Using the identity for the Legendre polynomial (where $C$ surrounds z):
$$P_n(z) = \frac{1}{2\pi i} \int_C \frac{(\zeta ^2 – 1)^n}{2^n (\zeta – z)^{n + 1}}~d\zeta$$
Prove
$$P_n(z) = \frac{1}{\pi} \int_0 ^\pi (z + \sqrt{z^2 – 1}\cos \theta)^n ~d\theta$$
I believe we need to take C to be a circle of radius $\sqrt{|z^2 – 1|}$ centered at $z$, but everything I get just leads to a dead end. The farthest I’ve gotten is
$$P_n (z) = \frac{1}{2^{n + 1}\pi} \int_{-\pi}^{\pi} \left( \frac{(z^2 – 1)e^{2i\theta} – 1}{\sqrt{|z^2 – 1|}e^{i\theta} – z} \right)^n \frac{\sqrt{|z^2 – 1|}e^{i\theta}~d\theta}{\sqrt{|z^2 – 1|}e^{i\theta} – z}$$
Best Answer
The substitution is $\zeta=\color{blue}{z+{}}\sqrt{z^2-1}\,e^{i\theta}$ (with any fixed value of the square root).
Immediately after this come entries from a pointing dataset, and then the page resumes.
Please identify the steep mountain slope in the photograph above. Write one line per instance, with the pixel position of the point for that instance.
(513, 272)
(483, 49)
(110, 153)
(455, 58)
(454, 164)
Now $$\zeta^2\color{blue}{-1}=(z^2\color{blue}{-1})+2z\sqrt{z^2-1}\,e^{i\theta}+(z^2-1)e^{2i\theta}=2\sqrt{z^2-1}\,e^{i\theta}(z+\sqrt{z^2-1}\cos\theta),$$ hence $(\zeta^2-1)/(\zeta-z)=2(z+\sqrt{z^2-1}\cos\theta)$, etc.